A empresa nunca deixou de acreditar, mesmo num ano complexo. Não paramos de investir. Lançamos 25 produtos, que já apresentaram resultado no ano de lançamento. Para este ano, os resultados serão ainda melhores. Há cinco anos temos acrescentado receita com novos produtos, o que é o sonho de qualquer empresa: ter foco e inovação. No geral, em 2015 tivemos crescimento saudável e sustentável.

O que muda em 2016?
Para 2016 manteremos o mesmo patamar, independentemente da política. É preciso deixar de lado, focar no negócio, adaptar-se à situação e arregaçar as mangas para trabalhar.
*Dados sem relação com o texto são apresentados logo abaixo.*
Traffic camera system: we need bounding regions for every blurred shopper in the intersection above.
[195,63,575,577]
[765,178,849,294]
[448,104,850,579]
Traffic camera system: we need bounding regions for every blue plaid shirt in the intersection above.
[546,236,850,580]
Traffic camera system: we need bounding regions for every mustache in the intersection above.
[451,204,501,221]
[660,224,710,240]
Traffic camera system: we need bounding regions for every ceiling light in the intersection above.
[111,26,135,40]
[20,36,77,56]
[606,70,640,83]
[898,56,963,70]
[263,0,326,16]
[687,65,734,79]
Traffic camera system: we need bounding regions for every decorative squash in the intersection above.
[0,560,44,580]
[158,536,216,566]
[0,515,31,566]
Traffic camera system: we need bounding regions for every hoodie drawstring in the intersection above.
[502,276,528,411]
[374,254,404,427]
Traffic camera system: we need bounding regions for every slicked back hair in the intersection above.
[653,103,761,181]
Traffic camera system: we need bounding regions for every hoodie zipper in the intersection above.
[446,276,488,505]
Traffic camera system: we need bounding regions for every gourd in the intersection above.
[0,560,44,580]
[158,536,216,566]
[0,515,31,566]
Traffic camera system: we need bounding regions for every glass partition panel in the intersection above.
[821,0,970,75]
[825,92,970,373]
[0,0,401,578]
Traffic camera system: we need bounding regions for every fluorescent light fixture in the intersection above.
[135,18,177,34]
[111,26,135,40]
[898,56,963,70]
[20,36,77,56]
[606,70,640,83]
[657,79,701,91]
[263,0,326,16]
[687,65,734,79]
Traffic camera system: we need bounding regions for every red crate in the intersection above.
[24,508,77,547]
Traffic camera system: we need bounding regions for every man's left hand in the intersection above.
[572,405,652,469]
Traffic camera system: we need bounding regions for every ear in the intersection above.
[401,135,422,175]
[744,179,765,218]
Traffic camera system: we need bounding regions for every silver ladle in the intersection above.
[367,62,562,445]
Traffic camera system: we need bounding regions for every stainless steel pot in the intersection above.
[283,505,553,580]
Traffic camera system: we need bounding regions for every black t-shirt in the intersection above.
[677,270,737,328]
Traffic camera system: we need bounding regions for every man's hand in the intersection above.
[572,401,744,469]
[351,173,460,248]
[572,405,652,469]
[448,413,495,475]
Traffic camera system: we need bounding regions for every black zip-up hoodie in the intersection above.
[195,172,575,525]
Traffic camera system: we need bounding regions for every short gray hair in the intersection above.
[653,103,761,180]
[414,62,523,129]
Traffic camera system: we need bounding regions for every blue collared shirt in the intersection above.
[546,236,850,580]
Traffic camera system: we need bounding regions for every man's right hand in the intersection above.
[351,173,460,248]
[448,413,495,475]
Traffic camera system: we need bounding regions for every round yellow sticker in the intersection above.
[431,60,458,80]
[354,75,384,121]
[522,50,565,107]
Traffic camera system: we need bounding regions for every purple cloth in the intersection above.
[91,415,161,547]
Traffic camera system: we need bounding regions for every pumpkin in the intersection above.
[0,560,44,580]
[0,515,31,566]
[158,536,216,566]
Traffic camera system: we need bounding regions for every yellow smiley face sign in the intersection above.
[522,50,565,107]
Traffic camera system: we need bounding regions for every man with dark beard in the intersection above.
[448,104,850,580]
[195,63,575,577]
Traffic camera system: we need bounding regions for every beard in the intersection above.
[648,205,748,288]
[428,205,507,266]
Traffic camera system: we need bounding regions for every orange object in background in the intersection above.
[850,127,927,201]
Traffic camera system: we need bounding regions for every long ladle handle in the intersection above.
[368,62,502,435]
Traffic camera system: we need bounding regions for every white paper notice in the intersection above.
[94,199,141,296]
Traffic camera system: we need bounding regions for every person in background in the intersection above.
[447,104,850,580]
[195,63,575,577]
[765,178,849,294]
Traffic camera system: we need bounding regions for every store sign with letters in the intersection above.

Esse é um sentimento geral. Os empresários voltaram a falar de negócio, ao contrário do ano passado, que ficou marcado por encontros pautados pela agenda política.

O sr. está otimista?
Estou mais para um otimista moderado. Claro, os problemas não vão acabar, não é ter um otimismo inocente. Ele é fruto de esforço, foco e energia em se adaptar, com atenção às despesas e sem tirar o pé dos investimentos. Espero repetir os bons resultados de 2015.

O sr. assumiu a empresa há um ano. O que mudou de lá para cá?
Cheguei em janeiro e em março reunimos a liderança da empresa para uma reflexão da nossa história de 50 anos, com um olhar para o futuro. Iniciamos um planejamento, com uma visão de 2030. Esse planejamento tem como crença que devemos crescer em todas as nossas áreas de negócios, com os seguintes pilares: crescer em tudo o que faremos, foco muito forte e determinante na inovação, atenção ao cliente e excelência operacional de forma sustentável. Com isso, a inovação ganhou um status privilegiado no nosso planejamento estratégico, ou seja, fazer mais e melhor aquilo que a gente faz bem.

Qual será o papel do novo laboratório, inaugurado em novembro no centro de inovação da unidade de Guarulhos?
Ele é a essência da visão de longo prazo. A inovação, que era algo que já estava no DNA dos nossos fundadores, ganha esse status de aceleração na empresa, com a minha crença pessoal de que inovação é o que confere, também, sustentabilidade para uma empresa farmacêutica. Vamos trabalhar na inovação incremental, que parte da ideia de utilizar moléculas já existentes e aplicá-las em uma nova tecnologia farmacêutica. A busca é por pequenos incrementos que melhoram muito a vida e a qualidade do tratamento para o paciente. E vamos também investir na inovação radical, que parte de uma necessidade humana que ainda não foi atendida. Fazer algo que ninguém fez ainda é muito mais complexo, porque é um processo de tentativa e erro, muitas vezes. Lógico que parte de uma base forte científica, mas foi por isso que investimos e inauguramos esse laboratório.